IABP rupture is probably caused by rubbing of an abrasive aortic plaque against the
smooth surface of the balloon. Tears in the balloon have also been attributed to design
and manufacturing issues. Entrapment is subsequently caused by the development of
a bulky thrombus load inside the ruptured balloon.
Early identification of balloon rupture is pivotal in preventing IABP entrapment postrupture.

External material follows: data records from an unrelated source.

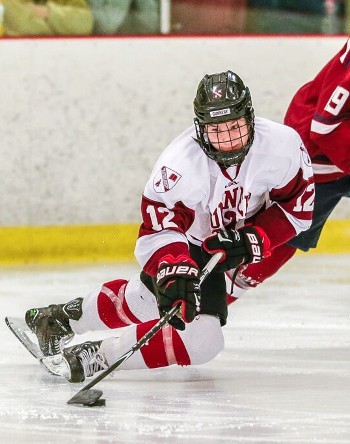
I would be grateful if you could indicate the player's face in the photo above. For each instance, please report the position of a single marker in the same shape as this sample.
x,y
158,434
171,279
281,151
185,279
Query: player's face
x,y
228,136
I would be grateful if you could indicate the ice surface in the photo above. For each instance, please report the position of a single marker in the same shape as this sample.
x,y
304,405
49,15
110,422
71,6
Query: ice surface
x,y
284,376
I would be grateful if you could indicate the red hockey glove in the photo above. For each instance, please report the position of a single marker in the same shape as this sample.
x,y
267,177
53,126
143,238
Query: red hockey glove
x,y
178,281
244,246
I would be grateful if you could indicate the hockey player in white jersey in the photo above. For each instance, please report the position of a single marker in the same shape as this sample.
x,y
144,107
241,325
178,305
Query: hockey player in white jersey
x,y
232,183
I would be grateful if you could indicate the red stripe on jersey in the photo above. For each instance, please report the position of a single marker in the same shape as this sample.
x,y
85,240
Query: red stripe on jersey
x,y
297,199
165,348
112,306
175,249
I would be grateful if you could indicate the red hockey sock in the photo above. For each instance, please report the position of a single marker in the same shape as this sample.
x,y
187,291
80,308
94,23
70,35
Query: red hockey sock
x,y
165,348
112,306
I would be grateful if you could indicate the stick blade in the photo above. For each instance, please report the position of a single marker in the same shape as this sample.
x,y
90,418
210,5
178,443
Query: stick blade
x,y
86,397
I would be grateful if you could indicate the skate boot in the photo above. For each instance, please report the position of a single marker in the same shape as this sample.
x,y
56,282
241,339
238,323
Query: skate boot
x,y
51,324
83,360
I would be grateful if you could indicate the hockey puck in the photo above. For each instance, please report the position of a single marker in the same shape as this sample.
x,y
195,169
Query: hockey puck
x,y
98,403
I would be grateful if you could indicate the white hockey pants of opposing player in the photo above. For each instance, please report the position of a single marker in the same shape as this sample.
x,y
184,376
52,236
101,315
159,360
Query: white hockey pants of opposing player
x,y
130,307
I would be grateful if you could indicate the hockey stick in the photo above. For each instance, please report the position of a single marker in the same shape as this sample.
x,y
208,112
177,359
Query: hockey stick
x,y
91,398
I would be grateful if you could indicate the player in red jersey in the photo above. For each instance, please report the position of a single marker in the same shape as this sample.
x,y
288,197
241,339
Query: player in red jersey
x,y
320,113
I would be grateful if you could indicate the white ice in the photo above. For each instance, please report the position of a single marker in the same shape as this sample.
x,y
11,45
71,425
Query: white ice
x,y
284,376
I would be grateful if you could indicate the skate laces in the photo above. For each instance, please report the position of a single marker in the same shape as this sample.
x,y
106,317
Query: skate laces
x,y
91,360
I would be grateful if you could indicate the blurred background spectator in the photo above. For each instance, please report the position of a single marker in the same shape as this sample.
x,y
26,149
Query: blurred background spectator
x,y
41,17
132,17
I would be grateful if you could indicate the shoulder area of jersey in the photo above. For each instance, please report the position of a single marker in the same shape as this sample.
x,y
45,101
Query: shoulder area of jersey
x,y
274,134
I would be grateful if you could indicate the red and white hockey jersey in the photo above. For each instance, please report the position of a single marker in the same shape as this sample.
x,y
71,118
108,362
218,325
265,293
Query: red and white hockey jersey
x,y
320,112
188,196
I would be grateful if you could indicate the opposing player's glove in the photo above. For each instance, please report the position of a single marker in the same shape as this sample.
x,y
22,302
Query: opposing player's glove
x,y
244,246
178,281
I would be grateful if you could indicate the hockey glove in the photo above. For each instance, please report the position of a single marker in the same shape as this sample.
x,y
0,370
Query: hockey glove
x,y
178,281
240,247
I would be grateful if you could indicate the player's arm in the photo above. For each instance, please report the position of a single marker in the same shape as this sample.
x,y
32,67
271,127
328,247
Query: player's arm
x,y
330,126
292,208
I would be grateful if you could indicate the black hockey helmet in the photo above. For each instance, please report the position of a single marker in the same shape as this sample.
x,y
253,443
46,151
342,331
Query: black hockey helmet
x,y
220,98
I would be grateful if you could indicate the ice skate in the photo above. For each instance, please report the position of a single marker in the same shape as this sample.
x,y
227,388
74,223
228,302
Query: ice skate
x,y
83,360
51,325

However, rupture may be hard to detect because often the leakage alarm fails due to
tamponade of the ruptured balloon with thrombus, mimicking a functioning balloon[1]. In a cohort study of 2,803 patients, alarms for gas leakage were insensitive for
rupture and were only effective in 29% of patients. Device error indicators, loss
of augmentation, frequent IABP filling, and blood in the safety chamber or tubing
are warning signs of rupture. Blood inside the catheter shaft was the indicator that
raised the suspicion of IABP rupture in 80% of patients[4]. Clinically, the presence of limb ischemia and ineffective hemodynamic support should
always raise the suspicion of rupture.
Only a handful of case reports have been published on the management of IABP rupture
and entrapment in the iliac system. Naturally, the goal of management should be safe
removal of the IABP. However, there have been documented cases of forceful extraction
resulting in unintentional damage to the external iliac and common femoral arteries[6]

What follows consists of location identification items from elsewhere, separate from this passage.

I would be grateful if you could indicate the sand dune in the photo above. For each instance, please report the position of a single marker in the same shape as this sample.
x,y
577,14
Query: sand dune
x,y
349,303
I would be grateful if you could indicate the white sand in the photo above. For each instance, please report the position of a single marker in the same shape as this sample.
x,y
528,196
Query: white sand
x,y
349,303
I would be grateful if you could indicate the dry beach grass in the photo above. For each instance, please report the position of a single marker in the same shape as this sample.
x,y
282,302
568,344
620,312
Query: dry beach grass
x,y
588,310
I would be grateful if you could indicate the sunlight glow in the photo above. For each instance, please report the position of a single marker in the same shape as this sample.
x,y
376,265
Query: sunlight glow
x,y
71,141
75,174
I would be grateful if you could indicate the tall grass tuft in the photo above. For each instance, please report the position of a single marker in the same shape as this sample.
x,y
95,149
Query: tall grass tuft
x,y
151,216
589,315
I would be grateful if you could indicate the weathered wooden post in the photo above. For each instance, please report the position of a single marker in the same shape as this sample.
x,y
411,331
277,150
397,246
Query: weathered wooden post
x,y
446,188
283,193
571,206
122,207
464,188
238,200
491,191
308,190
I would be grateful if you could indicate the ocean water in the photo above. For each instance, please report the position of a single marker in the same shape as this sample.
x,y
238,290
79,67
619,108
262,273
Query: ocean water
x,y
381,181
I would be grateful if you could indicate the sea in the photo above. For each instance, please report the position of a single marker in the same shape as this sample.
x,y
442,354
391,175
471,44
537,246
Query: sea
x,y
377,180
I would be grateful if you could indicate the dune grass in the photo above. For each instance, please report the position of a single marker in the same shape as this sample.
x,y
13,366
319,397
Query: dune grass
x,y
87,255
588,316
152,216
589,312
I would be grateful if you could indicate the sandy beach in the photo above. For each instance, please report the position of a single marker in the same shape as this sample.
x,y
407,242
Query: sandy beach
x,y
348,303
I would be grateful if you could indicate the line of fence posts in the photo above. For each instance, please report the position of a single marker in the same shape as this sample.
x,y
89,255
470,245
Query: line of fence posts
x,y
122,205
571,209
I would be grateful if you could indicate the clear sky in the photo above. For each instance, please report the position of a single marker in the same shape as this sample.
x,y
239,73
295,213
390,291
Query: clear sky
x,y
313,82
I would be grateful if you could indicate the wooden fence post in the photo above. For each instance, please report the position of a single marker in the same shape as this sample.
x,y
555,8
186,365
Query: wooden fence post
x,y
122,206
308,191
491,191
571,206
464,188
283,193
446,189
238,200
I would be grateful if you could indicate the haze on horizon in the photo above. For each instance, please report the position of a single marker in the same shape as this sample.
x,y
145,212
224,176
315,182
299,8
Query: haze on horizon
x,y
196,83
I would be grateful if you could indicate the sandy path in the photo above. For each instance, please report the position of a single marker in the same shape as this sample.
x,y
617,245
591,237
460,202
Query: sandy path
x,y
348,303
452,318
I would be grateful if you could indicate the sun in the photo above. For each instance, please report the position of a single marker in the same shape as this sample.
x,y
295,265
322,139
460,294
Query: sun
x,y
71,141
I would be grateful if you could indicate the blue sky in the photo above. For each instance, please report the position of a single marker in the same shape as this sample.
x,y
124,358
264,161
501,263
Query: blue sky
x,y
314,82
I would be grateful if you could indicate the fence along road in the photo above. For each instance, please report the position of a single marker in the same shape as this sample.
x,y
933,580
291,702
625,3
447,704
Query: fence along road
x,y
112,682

[7]. Complications arising from such methods have resulted in acute limb ischemia, the
need for bypass surgery, and even death[6].
Both percutaneous and open approaches have been described for the safe removal of
the ruptured IABP. Local delivery of streptokinase, urokinase, heparin, or tissue
plasminogen activator into the gas-driven lumen of the balloon catheter has dissolved
the clot within the IABP lumen, enabling a normal percutaneous extraction of the balloon
catheter without surgery[6]
[8]. However, an open surgical approach has been the extraction modality of choice in
recent times[6]
[8]
[9]. Open inguinal access to the femoral and/or iliac vessels is the mainstay approach
for removal of the entrapped IABP due to the ease of access and possibility for safe
extraction under direct vision, although successful trans- and retroperitoneal approaches
have also been described[7]
[10]. As in our case, IABP rupture and entrapment often causes substantial damage to
the iliofemoral arteries, necessitating vascular repair by endarterectomy, patch closure,
or even bypass graft and resulting in significant morbidity for the patient.
In conclusion, balloon rupture and entrapment is a rare complication in patients treated
with an IABP, and it is often difficult to detect. Management should be aimed at early
rupture detection with a low threshold to remove the IABP before entrapment can occur.
In case of IABP entrapment, either percutaneous removal in conjunction with local
or systemic thrombolysis or surgical extraction should be performed, followed by repair
of the damaged iliofemoral arteries.